Friday, August 01, 2008

1,000 Acres: A Farm Tale

This weekend we'll be heading to the blessed place of my birth, Ohio. My great-aunt and both brothers and their families are all visiting my parents and grandmother who live there--what's another 8 more people to descend upon the group? (Good thing my sister-in-law's parents live nearby!) I thought it might be a good time to pull this true story of our family farm out of the archives....

My great-great-grandfather was a wealthy farmer. He decided to buy 1,000 acres--which he did, tract by tract, sometimes as small as ten acres--so that he could give 200 acres to each of his four children when they were grown and leave another 200 to his wife, Mary Anne, if he predeceased her.

It was not her first marriage. She and her first husband had a little girl, Sylvia, and a child that died as an infant. One day her husband was out riding and was thrown from his horse. He was injured internally by a stump or fence post sticking out of the ground, and he died. Then 3-year-old Sylvia was climbing up on a little stool to reach a favorite toy and she fell, hit her head and died. Mary Anne was still in her mid-twenties, I believe, when she had buried two children and a husband. She then married my great-great-grandfather and had four more children--two girls and two boys.

The girls were named Emma and Edith. Neither married young; my great-grandmother, Emma, was nearing forty when she married John, and Edith didn't marry till her sixties. John was a farmer without a farm of his own, but when he married Emma, they were given her 200 acres and a house, and soon Emma was expecting twin boys. After the boys were born, strong and healthy, she nursed them for two weeks before the doctor told her she was going to die. She had "childbed fever," probably from unsterile instruments, my grandmother always said. (This was in 1903, when doctors should have, but might not have, known better.) On her deathbed--the same bed in which she had just given birth--she made a list of 100 people she wanted to see in heaven and expressed her wish that both boys would go to college. She died when they were three weeks old.

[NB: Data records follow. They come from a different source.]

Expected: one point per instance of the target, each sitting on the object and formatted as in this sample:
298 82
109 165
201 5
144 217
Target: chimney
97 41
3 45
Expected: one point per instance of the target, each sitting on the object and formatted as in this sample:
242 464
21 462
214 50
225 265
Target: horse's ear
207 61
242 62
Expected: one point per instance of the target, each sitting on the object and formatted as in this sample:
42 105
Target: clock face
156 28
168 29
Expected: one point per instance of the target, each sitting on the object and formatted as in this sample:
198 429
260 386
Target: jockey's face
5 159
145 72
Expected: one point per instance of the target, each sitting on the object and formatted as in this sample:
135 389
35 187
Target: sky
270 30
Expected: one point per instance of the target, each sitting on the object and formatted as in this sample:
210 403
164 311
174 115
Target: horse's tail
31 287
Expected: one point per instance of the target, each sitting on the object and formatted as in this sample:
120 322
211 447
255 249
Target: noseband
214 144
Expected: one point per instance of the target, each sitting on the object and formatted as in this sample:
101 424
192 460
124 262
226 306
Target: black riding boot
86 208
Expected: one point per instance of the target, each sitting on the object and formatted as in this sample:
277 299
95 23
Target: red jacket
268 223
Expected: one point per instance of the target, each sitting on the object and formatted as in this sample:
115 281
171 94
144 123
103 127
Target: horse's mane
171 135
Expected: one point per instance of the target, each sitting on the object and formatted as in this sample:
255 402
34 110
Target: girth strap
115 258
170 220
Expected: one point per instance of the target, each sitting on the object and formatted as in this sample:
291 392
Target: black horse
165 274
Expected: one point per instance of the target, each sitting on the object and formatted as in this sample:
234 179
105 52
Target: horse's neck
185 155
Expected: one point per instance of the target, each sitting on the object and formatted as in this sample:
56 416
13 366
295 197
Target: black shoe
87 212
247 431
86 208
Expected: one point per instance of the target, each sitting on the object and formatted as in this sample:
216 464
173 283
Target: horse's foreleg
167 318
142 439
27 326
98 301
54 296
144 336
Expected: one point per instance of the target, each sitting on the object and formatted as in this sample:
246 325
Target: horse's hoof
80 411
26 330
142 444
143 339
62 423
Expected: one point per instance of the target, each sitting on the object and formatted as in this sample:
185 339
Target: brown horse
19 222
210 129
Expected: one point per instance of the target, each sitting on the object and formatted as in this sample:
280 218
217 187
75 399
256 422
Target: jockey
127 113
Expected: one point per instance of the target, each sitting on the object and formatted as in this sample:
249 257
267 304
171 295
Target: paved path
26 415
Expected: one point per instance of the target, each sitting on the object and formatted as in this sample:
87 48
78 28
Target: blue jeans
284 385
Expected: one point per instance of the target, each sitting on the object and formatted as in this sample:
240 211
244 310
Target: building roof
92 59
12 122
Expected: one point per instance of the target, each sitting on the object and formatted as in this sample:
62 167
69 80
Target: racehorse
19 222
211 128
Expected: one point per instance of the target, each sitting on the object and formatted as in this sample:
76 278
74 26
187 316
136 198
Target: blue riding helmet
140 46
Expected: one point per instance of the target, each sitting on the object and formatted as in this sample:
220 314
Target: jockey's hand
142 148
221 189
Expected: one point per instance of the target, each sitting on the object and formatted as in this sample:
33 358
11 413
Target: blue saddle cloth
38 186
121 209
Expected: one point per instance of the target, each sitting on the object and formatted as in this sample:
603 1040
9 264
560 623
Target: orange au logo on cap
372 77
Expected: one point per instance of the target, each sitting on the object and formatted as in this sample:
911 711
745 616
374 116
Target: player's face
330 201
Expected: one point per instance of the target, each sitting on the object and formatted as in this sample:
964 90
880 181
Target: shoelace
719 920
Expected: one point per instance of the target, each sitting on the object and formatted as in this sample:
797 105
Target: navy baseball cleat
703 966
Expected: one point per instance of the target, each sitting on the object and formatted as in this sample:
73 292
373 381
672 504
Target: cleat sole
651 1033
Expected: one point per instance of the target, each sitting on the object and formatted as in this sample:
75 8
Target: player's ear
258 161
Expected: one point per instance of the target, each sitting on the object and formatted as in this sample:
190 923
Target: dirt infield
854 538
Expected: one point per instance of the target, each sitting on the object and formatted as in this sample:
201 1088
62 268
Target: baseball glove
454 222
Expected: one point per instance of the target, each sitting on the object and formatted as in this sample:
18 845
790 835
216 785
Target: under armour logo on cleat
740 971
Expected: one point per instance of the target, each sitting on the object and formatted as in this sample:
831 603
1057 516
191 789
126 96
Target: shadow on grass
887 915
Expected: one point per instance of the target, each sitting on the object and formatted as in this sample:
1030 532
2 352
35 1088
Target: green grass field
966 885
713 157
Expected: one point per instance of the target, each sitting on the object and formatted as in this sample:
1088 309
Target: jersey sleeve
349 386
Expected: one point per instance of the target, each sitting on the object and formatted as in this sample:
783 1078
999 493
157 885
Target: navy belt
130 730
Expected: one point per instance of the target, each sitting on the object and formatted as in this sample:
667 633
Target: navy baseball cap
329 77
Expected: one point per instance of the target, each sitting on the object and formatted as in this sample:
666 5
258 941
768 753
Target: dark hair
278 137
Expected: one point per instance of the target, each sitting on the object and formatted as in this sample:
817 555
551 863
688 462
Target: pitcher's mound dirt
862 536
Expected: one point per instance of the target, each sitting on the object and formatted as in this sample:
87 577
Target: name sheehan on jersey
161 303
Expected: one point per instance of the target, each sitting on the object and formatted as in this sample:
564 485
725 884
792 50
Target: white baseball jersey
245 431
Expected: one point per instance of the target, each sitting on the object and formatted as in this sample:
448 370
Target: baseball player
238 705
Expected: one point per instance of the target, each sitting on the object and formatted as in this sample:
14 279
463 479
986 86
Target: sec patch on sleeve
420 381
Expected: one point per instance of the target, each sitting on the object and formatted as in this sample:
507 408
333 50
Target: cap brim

The boys were given to their Aunt Edith and grandmother Mary Anne (who had just buried another daughter) to be raised. John really didn't have much of a say in their lives, though he visited his boys regularly and kept a close relationship with them throughout their lives. He and Emma must have had so many dreams together, but they were all dashed by her death. On that day, John lost not only the wife he had wooed for many years, but he also lost his boys, his home and his livelihood (the land was willed to the boys, not him). He later bought a little farm of his own, remarried and lived there till his wife died and he came to live with one of his sons, my grandfather, till he died. ("He was such a gentleman," I have always been told. I have read several letters he wrote to his sons while they were away at college, and they were full of gentle, wise, fatherly concern for their good character.)

6 comments:

Heather said...

How interesting! My mom is from the Hamilton, OH area.

Anonymous said...

Jeanne, I always love hearing this story. Thanks for reposting.

Islandsparrow said...

a fascinating story!

Amy said...
This comment has been removed by the author.
Amy said...

wow . . .

what an amazing, incredible, emotional, story! and how wonderful it is that you know this heritage. often our heritage is lost over time.

just. . . wow . . .

amy (in roscoe!)

Margaret Cloud said...

How sad all those deaths,sorry, I lost my own father when I was 9 years old. I was born in East Liverpool, Ohio and proud of it, I now live in Michigan.